Closed ag14774 closed 5 years ago
Here is quick implementation of iteration based training which replaces line 51 to 86 of the trainer.py
.
batch_per_epoch = 10000
for batch_idx, (data, target) in enumerate(itertools.cycle(self.data_loader)):
data, target = data.to(self.device), target.to(self.device)
self.optimizer.zero_grad()
output = self.model(data)
loss = self.loss(output, target)
loss.backward()
self.optimizer.step()
if batch_idx % self.log_step == 0:
self.logger.debug('Train Epoch: {} [{}/{} ({:.0f}%)] Loss: {:.6f}'.format(...)
# validation
if batch_idx % batch_per_epoch == 0 and self.do_validation:
log = {
'loss': total_loss / len(self.data_loader),
'metrics': (total_metrics / len(self.data_loader)).tolist()
}
val_log = self._valid_epoch(epoch)
log = {**log, **val_log}
if self.lr_scheduler is not None:
self.lr_scheduler.step()
return log
As you may have noticed, structure of training loop differs much from that of epoch based training.
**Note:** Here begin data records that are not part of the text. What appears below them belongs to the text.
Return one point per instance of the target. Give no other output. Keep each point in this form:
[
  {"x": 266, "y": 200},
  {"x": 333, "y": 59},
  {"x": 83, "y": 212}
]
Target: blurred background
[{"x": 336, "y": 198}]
I'm currently not working on iteration based training, because I could not find a clean and simple enough way to support both iteration and epoch based training.
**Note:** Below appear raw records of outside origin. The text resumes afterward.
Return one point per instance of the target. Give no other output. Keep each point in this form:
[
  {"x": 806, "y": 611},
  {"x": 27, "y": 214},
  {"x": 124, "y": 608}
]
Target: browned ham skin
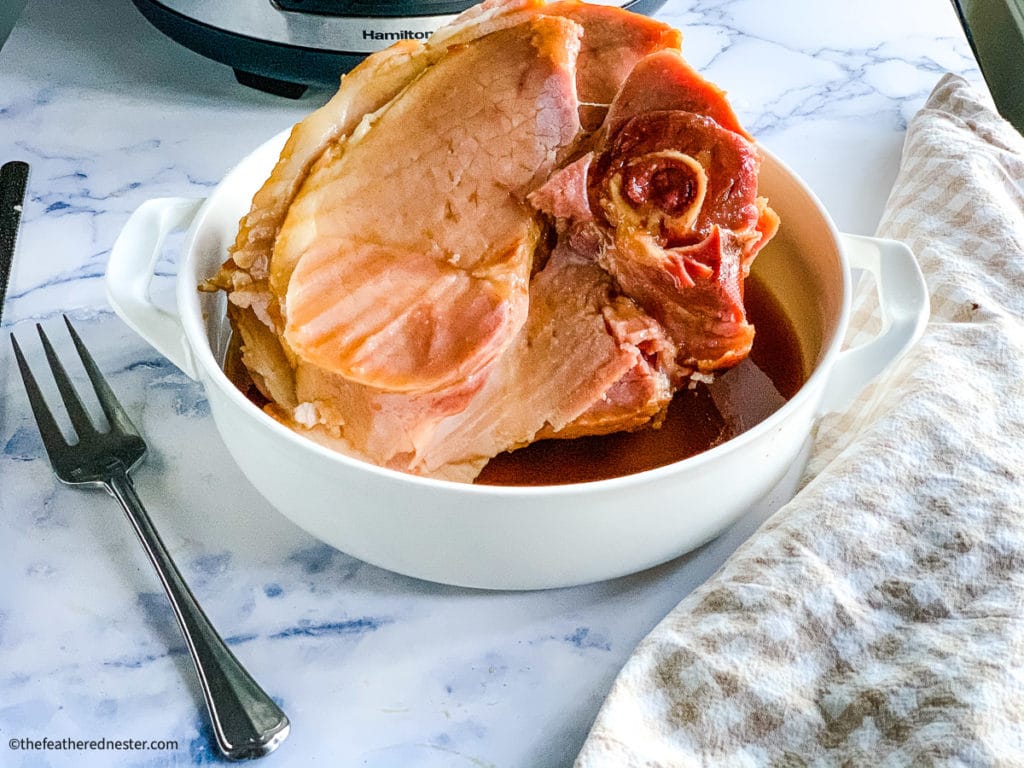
[{"x": 536, "y": 224}]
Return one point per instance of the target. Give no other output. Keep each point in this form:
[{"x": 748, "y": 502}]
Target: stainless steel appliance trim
[{"x": 261, "y": 19}]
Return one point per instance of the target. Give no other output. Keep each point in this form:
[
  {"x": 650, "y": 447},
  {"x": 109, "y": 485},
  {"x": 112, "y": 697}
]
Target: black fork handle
[{"x": 246, "y": 721}]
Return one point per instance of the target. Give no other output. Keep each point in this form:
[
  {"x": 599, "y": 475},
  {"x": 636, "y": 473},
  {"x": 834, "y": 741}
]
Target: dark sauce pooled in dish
[
  {"x": 694, "y": 422},
  {"x": 698, "y": 419}
]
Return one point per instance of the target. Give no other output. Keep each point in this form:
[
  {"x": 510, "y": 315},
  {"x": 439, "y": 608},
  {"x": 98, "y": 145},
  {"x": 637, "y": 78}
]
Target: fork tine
[
  {"x": 116, "y": 414},
  {"x": 53, "y": 438},
  {"x": 79, "y": 417}
]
Moreover, since pytorch dataset
and data_loader
is basically finite sequence, we need to make the data_loader
loops infinitely. (I used itertools.cycle
here for that, but this is not correct since the order of sampled batches is fixed now.) As I know, best way for doing this is implementing custom data loader as something like generator object, which I think is too much to have in this simple mnist example.
Here is how I implemented it. I added a step(self, epoch)
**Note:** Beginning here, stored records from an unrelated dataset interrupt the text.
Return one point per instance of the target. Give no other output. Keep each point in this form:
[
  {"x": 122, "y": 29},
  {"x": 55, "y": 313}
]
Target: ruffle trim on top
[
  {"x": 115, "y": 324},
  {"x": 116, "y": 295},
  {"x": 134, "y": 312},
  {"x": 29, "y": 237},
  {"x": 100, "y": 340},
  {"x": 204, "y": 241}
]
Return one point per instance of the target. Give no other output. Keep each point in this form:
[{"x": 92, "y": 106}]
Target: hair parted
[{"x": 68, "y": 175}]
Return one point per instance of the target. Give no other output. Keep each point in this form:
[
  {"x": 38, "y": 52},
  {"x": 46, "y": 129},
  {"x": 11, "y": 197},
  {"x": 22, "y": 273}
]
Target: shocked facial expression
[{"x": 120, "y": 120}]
function in BaseDataLoader. This step() can be used to store some internal state in the dataloader object so in each epoch it does something different. A simple example would be a dataset that implements __getitem__(self, key)
as follows:
def __getitem__(self, key):
if key >= len(self):
raise Exception()
np.random.seed(key + self.seed_offset)
return np.uniform.random(0, 100)
So let's say we have 5000 samples. dataset[i] will seed a generator with i and output a random number. I defined step
in the dataloader to be:
def step(self, epoch):
self.dataset.seed_offset = epoch*len(self.dataset)
Then before the training loop in trainer.py
we call self.data_loader.step(epoch)
. In the config file you set epochs to something very high and that's it. This is of course an example but step() can be used to do something else in the dataloader. So just an abstractmethod and leave it up to the person implementing the DataLoader to override it.
I added another implementation of iteration-based training in my PR #53. Can you check if this PR works for your case, @ag14774??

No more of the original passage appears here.